NOT SHY – OR RETIRING
Annie Whittle didn’t have much dialogue to learn for her role as farmer’s wife Beth in Hamish Bennett’s tender Northland film Bellbird, released a couple of years ago.
Beth hummed, sang and chatted – in short, one-way conversations – to fill the space of her husband’s silence. Whittle imbued the role with a lovely, natural luminosity, a counterpoint to Marshall Napier’s taciturn Ross.
But Beth wasn’t around for long, her sudden exit slowly forcing her husband to acknowledge his feelings and even start uttering full sentences.

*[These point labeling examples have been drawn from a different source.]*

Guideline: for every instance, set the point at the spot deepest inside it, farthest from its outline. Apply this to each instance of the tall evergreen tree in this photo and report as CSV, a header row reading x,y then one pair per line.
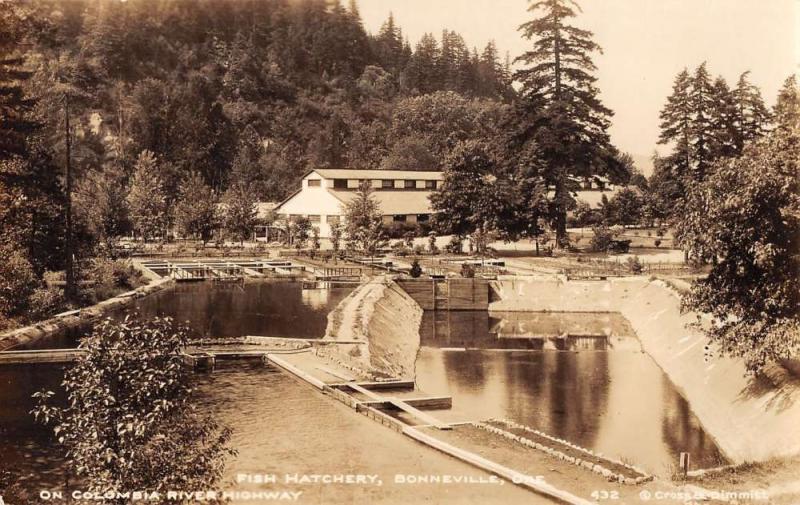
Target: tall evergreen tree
x,y
723,120
147,198
422,72
752,116
389,49
701,100
676,119
196,211
787,107
560,109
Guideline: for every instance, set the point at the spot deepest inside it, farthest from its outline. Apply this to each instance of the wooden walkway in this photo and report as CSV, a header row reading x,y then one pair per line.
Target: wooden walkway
x,y
223,270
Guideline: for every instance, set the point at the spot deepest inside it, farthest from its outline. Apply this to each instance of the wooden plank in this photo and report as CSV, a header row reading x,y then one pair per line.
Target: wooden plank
x,y
423,402
282,363
422,416
382,385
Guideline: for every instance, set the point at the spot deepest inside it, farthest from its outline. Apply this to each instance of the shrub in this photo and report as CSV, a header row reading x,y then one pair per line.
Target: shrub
x,y
467,270
634,265
432,248
455,245
133,393
108,278
601,238
400,249
401,229
416,269
17,282
45,302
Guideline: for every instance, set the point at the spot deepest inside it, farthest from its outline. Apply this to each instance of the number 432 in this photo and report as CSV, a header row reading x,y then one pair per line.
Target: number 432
x,y
597,495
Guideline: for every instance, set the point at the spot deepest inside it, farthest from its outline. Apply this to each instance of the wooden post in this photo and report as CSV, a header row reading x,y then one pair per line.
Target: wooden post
x,y
684,464
70,291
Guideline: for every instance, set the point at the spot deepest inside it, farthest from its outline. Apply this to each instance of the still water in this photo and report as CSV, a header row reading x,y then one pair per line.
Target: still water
x,y
594,387
263,308
281,426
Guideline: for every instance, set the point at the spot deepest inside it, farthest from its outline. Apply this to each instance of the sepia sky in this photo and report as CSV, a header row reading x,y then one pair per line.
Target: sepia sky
x,y
645,42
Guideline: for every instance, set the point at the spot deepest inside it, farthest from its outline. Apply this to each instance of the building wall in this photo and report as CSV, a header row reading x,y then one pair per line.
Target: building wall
x,y
315,200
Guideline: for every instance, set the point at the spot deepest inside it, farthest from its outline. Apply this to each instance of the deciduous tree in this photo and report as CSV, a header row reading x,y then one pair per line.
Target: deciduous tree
x,y
560,110
130,422
745,221
147,198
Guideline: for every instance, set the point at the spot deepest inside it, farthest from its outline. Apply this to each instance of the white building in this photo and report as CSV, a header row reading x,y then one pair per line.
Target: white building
x,y
403,195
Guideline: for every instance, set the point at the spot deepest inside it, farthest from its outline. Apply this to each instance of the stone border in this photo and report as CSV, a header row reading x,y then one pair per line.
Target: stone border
x,y
595,467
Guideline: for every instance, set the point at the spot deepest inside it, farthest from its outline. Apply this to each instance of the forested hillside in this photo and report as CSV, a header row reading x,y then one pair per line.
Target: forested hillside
x,y
258,90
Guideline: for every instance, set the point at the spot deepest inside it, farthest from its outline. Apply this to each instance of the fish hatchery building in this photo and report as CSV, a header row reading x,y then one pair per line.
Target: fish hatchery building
x,y
402,195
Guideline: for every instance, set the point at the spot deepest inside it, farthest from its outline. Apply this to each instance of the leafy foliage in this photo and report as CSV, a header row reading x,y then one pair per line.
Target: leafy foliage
x,y
560,112
196,212
363,223
130,392
148,197
745,221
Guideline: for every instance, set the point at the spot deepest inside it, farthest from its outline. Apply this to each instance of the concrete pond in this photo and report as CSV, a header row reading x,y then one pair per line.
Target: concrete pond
x,y
581,377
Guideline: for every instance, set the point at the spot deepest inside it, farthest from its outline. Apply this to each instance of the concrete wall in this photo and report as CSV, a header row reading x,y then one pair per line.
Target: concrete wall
x,y
386,319
748,421
448,294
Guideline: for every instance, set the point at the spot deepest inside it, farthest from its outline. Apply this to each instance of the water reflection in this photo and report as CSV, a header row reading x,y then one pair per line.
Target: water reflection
x,y
279,426
278,309
265,308
604,393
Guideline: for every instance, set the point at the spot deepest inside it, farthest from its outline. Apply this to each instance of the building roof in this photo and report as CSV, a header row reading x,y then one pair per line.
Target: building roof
x,y
345,173
394,202
264,209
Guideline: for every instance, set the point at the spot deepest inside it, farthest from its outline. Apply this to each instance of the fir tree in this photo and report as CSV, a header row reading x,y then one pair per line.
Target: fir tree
x,y
240,213
560,109
676,118
701,100
196,210
724,120
148,199
787,107
751,115
422,72
389,48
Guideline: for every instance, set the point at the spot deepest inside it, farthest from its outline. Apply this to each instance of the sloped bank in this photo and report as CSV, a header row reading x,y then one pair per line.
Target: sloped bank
x,y
77,318
749,423
385,321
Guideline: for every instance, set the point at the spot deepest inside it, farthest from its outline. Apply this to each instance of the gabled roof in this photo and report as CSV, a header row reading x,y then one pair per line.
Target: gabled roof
x,y
347,173
393,202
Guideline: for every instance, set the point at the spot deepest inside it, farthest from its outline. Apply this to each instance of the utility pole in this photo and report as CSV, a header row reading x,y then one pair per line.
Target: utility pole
x,y
69,291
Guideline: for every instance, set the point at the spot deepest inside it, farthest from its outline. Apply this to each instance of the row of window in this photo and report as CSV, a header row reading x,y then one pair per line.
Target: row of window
x,y
385,184
316,218
333,220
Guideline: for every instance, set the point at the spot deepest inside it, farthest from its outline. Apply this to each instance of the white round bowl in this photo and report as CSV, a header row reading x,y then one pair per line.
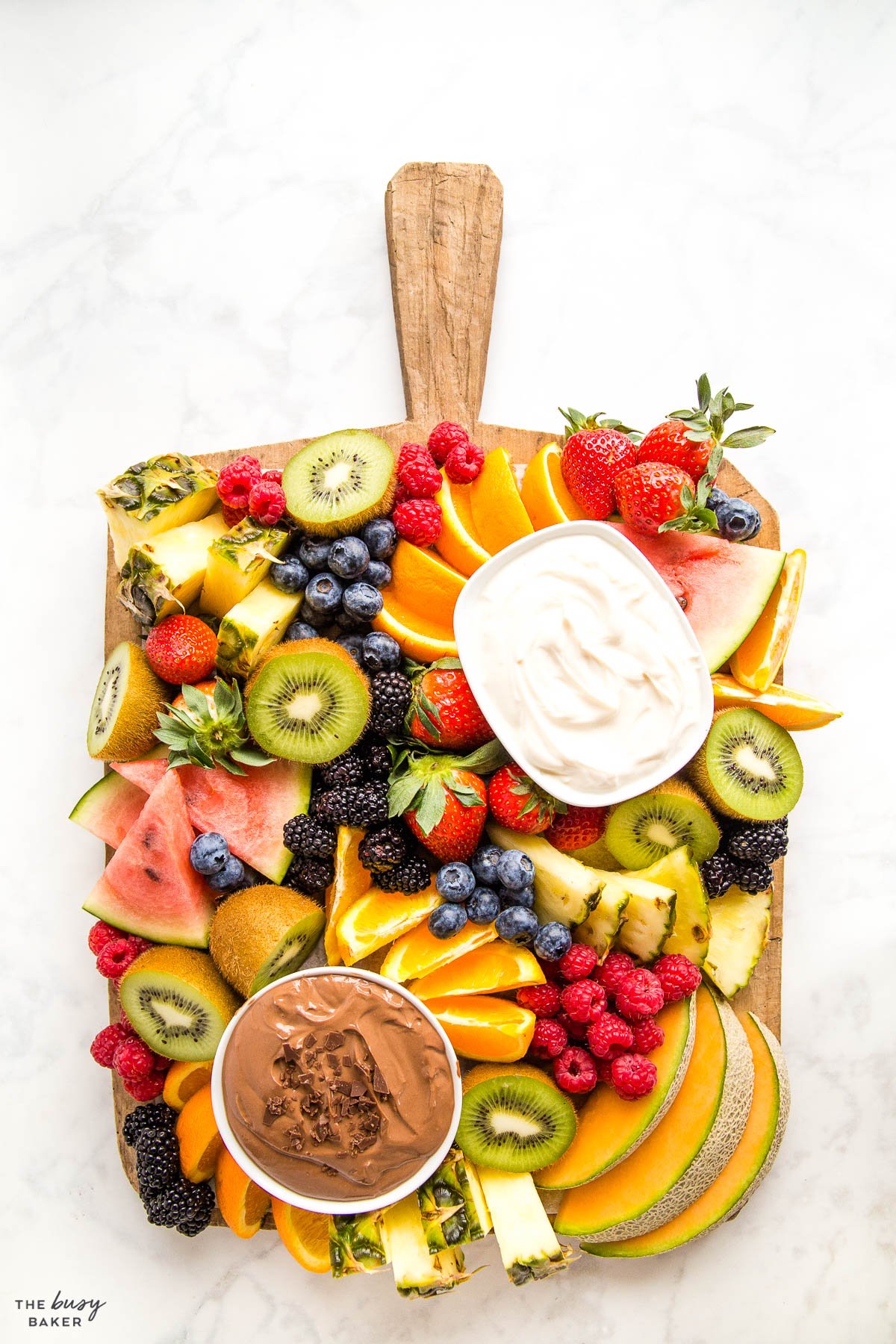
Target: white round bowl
x,y
269,1183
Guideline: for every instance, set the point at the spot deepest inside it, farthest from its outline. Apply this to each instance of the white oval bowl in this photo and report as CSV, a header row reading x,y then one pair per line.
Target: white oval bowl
x,y
269,1183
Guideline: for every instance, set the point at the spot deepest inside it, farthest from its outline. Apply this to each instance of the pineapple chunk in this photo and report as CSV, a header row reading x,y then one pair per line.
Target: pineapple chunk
x,y
253,626
166,574
237,562
153,497
529,1248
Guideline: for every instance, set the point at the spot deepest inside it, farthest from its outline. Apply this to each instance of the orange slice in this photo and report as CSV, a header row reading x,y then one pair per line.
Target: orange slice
x,y
420,952
484,971
544,492
305,1236
499,514
183,1081
379,918
758,659
242,1203
198,1137
790,709
458,544
485,1028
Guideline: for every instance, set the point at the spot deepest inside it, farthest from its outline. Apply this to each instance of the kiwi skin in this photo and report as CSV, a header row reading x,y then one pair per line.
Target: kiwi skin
x,y
250,927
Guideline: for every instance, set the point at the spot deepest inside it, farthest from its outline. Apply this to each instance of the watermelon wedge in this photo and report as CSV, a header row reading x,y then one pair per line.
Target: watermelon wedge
x,y
247,809
722,586
149,886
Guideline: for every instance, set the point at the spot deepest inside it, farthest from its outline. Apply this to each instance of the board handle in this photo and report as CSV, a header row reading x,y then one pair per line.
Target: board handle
x,y
444,235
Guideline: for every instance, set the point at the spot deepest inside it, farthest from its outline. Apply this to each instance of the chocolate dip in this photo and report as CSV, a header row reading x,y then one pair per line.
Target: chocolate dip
x,y
337,1086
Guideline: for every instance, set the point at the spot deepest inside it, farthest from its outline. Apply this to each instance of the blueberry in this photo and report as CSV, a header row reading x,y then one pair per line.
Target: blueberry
x,y
553,941
516,925
485,863
290,576
447,921
230,877
208,853
514,870
381,538
348,557
454,882
361,601
314,553
324,594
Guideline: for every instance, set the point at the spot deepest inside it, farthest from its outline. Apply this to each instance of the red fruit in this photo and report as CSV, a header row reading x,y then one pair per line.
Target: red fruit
x,y
444,712
649,495
464,463
590,463
517,803
444,438
669,443
633,1077
677,976
543,1001
181,648
575,1070
578,962
418,522
576,827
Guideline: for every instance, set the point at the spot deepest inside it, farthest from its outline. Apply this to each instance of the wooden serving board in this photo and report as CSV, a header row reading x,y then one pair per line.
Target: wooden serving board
x,y
444,238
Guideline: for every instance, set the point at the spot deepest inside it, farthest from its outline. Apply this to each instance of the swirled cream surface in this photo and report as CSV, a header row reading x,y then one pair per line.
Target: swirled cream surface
x,y
586,671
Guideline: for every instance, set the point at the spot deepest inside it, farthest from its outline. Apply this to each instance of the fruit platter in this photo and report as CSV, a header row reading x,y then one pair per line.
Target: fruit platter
x,y
448,771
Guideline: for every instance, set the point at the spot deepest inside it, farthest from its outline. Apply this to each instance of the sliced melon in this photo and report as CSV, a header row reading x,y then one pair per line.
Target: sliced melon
x,y
689,1147
612,1128
748,1166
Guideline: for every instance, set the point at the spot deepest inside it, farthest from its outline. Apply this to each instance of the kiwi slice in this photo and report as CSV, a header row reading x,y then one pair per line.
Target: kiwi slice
x,y
514,1122
178,1003
748,766
122,715
339,482
307,702
656,823
262,933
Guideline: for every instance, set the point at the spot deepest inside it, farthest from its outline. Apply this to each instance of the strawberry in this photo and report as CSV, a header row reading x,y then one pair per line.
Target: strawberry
x,y
444,712
576,827
516,801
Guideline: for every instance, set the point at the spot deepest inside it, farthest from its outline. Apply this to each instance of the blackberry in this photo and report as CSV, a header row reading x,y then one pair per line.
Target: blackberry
x,y
383,848
718,874
309,838
411,877
390,697
758,841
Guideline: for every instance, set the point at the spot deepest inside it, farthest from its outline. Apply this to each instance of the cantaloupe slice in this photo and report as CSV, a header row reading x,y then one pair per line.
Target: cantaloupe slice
x,y
689,1147
612,1128
751,1160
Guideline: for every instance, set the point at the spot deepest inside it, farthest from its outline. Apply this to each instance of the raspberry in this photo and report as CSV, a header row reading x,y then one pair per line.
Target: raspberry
x,y
677,976
107,1042
444,438
100,934
548,1039
647,1035
583,1001
609,1036
615,969
633,1077
640,995
578,962
114,959
543,1001
464,463
575,1070
418,522
267,503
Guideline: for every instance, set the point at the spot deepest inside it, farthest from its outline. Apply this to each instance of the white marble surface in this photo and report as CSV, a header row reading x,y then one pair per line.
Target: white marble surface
x,y
193,258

Whittle’s work in those brief, early scenes, said one reviewer, “run through Bellbird like sunlight through a dusty window”.
“Who said that?” Whittle laughs. “I should send them a bottle of gin.”
Bellbird was a reminder of Whittle’s too-rare presence as an engaging film actor. But her upcoming return to the stage, in Auckland Theatre Company’s production of American playwright Bess Wohl’s Grand Horizons, requires, in comparison, the absorption of a mountain of dialogue.
The play, which debuted on Broadway in early 2020 and is directed at the ATC by Jennifer Ward-Lealand, is a comedy-drama driven by lots and lots of talking. Or, as a New York Times reviewer put it, lots of “dirty-talking-old-lady laughs”.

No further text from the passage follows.